After the rollback, the abnormal behavior accelerated and spread to seemingly every stock on the market. The losses accelerated, and the SMARS software kept acquiring massive positions that were not allocated to any trading strategy. Trading algorithms also continued to be rolled back, as bugs in those machines could have caused the same issue, but none of this helped. Unknown to the operations department, they hadn’t rolled back to a good version of SMARS—they had rolled back to the same bad version that had been the cause of their problems.

At 10:15, the call was made to shut down trading for the day. Knight had been losing money and accruing positions so quickly that the computers took a while to figure out exactly how bad it was.

Knight’s executive team now needed to figure out how to cover these positions. Some positions could be closed manually, and some of these trades even made money. However, most of Knight’s positions were too large for this approach. Talks began with banks and other trading partners to figure out how to get out of the hole. Exchanges were asked if they could reverse the trades. It appeared that Knight would have a $1 billion loss on their hands, and not anywhere near enough cash to cover it.

Line employees caught wind of the trouble, and many started to answer the emails from recruiters that they had long ignored. In the afternoon of August 1, more Knight employees were working on resumes than anything else.

The Final Fatal Flaws

During the 2005 refactor of SMARS, the code for reporting power peg positions back to trading strategies had broken, which was what caused the test failures (and the subsequent deletion of tests). If not for this breakage, the strategies would have been allocated correct positions, and the correct trading algorithms could have been shut down.

Finally, SMARS was built to be fast, and did not conduct a lot of pre-trade risk checks. That was the job for the trading servers, and they were very accurate at it. SMARS simply accepted orders and executed them, regardless of whether the strategy (or the firm) had the requisite capital. Since Knight was a broker-dealer and had a direct connection to the exchange, the exchange didn’t know whether Knight had the money for their trades either, and continued accepting orders. This type of check is the responsibility of the broker, and Knight was their own. Trading strategies, whose risk management code had an inaccurate view of their own positions, continued to send orders like nothing was wrong. Nobody at Knight had built any infrastructure to manage the financial risks related to rogue order entry servers.


When the dust settled, Knight was able to close its positions at a $440 million loss. On August 5, 2012, Knight received $400 million of rescue financing that allowed them to continue operations. They rebranded as “KCG,” and were acquired in 2013 by GETCO, another algorithmic trading company, to form KCG Holdings. They were later acquired by Virtu Financial in 2017.

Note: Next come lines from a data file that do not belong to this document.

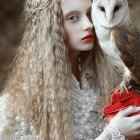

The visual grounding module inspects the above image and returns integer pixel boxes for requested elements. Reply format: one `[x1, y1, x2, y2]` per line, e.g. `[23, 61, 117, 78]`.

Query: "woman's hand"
[108, 106, 140, 140]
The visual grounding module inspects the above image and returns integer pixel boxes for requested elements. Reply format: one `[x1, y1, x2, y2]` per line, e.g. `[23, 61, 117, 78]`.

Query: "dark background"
[0, 0, 140, 91]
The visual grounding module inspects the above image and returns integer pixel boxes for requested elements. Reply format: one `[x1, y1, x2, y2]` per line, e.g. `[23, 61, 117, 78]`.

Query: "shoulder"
[0, 94, 7, 131]
[0, 94, 7, 112]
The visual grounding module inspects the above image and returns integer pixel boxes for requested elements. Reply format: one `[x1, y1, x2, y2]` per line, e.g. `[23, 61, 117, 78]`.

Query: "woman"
[0, 0, 140, 139]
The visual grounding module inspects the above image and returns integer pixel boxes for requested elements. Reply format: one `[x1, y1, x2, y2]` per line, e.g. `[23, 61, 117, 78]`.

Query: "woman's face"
[61, 0, 95, 52]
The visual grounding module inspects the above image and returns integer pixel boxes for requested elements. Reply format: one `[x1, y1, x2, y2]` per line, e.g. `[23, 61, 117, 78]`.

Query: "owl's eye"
[114, 5, 121, 12]
[99, 6, 105, 12]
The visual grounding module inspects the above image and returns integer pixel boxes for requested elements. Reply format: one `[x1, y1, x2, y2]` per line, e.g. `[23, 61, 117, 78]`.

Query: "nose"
[82, 16, 93, 31]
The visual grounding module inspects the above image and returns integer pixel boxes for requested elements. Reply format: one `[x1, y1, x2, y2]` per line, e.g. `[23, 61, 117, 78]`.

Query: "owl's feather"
[112, 25, 140, 83]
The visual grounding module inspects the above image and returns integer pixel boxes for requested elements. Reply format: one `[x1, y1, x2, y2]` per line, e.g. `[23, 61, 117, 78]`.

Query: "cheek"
[66, 30, 74, 42]
[65, 24, 77, 39]
[66, 31, 80, 51]
[64, 23, 79, 44]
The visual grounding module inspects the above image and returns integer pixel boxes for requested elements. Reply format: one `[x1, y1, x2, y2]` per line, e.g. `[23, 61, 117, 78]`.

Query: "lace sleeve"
[95, 126, 126, 140]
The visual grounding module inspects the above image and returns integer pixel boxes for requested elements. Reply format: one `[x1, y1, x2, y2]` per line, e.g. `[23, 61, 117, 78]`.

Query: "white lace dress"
[0, 70, 126, 140]
[71, 66, 126, 140]
[0, 94, 39, 140]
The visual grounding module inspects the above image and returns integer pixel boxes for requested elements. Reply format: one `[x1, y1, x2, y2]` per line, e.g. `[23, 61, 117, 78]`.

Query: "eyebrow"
[64, 7, 92, 18]
[64, 10, 79, 17]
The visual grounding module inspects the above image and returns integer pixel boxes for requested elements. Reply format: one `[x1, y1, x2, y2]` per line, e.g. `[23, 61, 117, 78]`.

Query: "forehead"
[61, 0, 92, 14]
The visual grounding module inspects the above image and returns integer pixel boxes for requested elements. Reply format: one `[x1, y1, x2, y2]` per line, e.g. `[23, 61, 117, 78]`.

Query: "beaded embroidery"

The story of Knight Capital prompted other trading firms to review their processes and adopt new layers of risk checks as well as modern DevOps practices to protect themselves from being the next Knight. Some of them quietly admitted that they were lucky: their practices were similar to the ones that brought down their competitor. Adding risk checks to the last stage of an order’s life became universal in the industry, and testing and deployment practices were largely brought into the modern era.

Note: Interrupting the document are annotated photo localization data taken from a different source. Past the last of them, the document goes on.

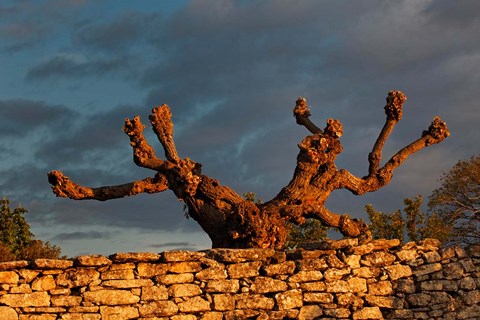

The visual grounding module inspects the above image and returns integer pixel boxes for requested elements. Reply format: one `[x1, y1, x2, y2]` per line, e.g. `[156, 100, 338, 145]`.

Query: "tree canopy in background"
[429, 155, 480, 246]
[0, 198, 64, 262]
[366, 154, 480, 247]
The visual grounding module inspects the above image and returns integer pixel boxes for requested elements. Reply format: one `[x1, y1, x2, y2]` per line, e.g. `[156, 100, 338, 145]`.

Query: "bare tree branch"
[368, 91, 406, 176]
[293, 97, 323, 134]
[123, 116, 166, 171]
[149, 105, 180, 163]
[47, 170, 169, 201]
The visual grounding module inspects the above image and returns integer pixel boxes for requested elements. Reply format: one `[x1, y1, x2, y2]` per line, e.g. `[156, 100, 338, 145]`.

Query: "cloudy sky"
[1, 0, 479, 257]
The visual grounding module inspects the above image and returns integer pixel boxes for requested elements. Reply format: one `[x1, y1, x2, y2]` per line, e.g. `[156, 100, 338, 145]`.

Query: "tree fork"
[48, 91, 449, 249]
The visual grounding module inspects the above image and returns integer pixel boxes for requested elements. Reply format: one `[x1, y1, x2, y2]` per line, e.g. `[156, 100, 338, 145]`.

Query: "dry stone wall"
[0, 238, 479, 320]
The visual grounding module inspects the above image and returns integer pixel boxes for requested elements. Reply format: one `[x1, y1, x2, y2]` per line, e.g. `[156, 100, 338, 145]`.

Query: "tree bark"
[48, 91, 449, 249]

Knight Capital, the SEC, the exchanges, and FINRA conducted thorough postmortem reviews of what happened during this incident. There was a lot of blame to go around at Knight, and they ended up paying an additional $12 million of fines for failing to hold up their responsibilities as broker. A lot of Knight’s development practices were changed. As of 2016, the engineer who did the update still worked at KCG. His entire management chain had been replaced (resigned or fired) in light of this incident, all the way up to the CTO.

The story of Knight Capital today serves as a cautionary tale for trading firms who ask “what’s the worst that could happen?”